Abstract

À Rivière-Blanche, sur la rive sud de l’estuaire maritime du Saint-Laurent, le rivage argileux et rocheux est, en grande partie, couvert de cailloux, de taille et de nature lithologique variées, d’origine locale et lointaine. Un relevé portant sur plus de 31 000 blocs a donné 31% d’éléments précambriens (gneiss, granite, anorthosite, etc.) provenant du Bouclier Laurentidien situé, à plus de 40 km, sur la côte nord du Saint-Laurent, et 69% d’éléments appalachiens, comprenant principalement (45%) des grès et des grauwackes.

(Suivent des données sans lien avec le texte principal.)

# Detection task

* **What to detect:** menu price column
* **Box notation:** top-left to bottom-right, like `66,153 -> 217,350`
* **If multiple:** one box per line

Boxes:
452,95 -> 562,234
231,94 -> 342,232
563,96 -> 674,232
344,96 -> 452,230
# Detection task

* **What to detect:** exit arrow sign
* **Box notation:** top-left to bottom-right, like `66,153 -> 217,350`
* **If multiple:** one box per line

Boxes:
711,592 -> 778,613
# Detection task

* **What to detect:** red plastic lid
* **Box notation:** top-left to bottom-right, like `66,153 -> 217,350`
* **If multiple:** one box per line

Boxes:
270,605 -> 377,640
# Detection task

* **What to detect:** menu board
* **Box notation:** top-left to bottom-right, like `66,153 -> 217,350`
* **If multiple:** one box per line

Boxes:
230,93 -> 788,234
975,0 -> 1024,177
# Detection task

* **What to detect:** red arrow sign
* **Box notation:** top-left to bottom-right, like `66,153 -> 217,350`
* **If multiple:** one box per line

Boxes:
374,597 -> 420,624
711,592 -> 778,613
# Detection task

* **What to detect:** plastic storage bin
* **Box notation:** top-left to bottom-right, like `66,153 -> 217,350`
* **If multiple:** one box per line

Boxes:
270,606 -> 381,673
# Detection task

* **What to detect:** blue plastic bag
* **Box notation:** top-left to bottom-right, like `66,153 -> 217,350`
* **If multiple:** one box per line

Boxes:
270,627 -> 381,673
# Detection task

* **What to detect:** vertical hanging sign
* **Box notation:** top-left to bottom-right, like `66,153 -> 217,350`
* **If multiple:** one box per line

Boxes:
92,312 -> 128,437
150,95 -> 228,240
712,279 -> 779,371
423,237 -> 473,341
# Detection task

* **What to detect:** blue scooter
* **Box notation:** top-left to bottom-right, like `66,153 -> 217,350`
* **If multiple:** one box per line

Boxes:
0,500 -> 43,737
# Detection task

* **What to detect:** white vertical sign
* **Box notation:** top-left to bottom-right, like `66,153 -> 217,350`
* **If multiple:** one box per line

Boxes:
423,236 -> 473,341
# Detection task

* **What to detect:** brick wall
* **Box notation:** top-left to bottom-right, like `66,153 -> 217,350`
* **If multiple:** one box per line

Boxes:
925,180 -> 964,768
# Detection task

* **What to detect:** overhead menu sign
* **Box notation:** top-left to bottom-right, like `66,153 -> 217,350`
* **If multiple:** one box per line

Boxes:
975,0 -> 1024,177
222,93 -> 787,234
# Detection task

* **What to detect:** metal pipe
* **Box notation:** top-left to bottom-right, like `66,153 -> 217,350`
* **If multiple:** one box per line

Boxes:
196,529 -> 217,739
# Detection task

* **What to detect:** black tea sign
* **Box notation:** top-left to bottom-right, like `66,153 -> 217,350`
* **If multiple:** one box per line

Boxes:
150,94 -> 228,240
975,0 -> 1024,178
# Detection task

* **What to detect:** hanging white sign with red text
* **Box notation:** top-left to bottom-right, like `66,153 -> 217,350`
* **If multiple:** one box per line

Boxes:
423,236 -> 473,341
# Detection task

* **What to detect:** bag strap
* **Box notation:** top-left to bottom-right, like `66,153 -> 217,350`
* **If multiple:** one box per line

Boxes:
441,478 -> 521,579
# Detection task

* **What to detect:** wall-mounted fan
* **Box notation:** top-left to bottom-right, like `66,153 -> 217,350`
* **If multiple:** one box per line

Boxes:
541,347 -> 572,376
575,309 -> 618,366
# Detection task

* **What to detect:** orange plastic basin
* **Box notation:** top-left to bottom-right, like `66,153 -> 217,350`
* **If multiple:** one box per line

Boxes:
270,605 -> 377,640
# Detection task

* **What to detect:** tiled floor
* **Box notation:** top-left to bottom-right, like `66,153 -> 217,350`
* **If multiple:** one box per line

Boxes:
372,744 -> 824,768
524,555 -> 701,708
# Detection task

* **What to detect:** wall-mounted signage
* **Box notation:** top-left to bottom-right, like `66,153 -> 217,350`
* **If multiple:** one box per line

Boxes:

On y a trouvé aussi des cailloux de dolomie (1,5%), une lithologie peu répandue dans le Bouclier et les Appalaches. Parmi les 1242 cailloux de dolomie de diverses variétés qui ont été observées, ceux à coraux tabulés (Cladopora) sont exclusifs au rivage de Rivière-Blanche, alors que plusieurs autres variétés sont communes aux deux rives de l’estuaire. La source lointaine la plus plausible de la majorité des erratiques de dolomie du rivage de Rivière-Blanche demeure le bassin sédimentaire de Mistassini, d’âge Protérozoïque, alors que certaines variétés, notamment celle qui contient des coraux, proviennent des formations du Siluro-Dévonien des Appalaches dont les plus proches affleurements sont situés dans le secteur NO du lac Matapédia, à entre 25 et 30 km de la côte. Quelle que soit leur source, les cailloux erratiques de dolomie ont d’abord été transportés par des courants de glace régionaux, au Wisconsinien supérieur, avant d’être relachés dans la Mer de Goldthwait par des icebergs. Les cailloux de dolomie à coraux tabulés (Cladopora) confirment l’existence d’un courant de glace vers le nord, entre le lac Matapédia et Rivière-Blanche, au début de la déglaciation, après la formation d’une crête de dispersion des glaces appalachiennes située approximativement à la latitude de Lac-au-Saumon.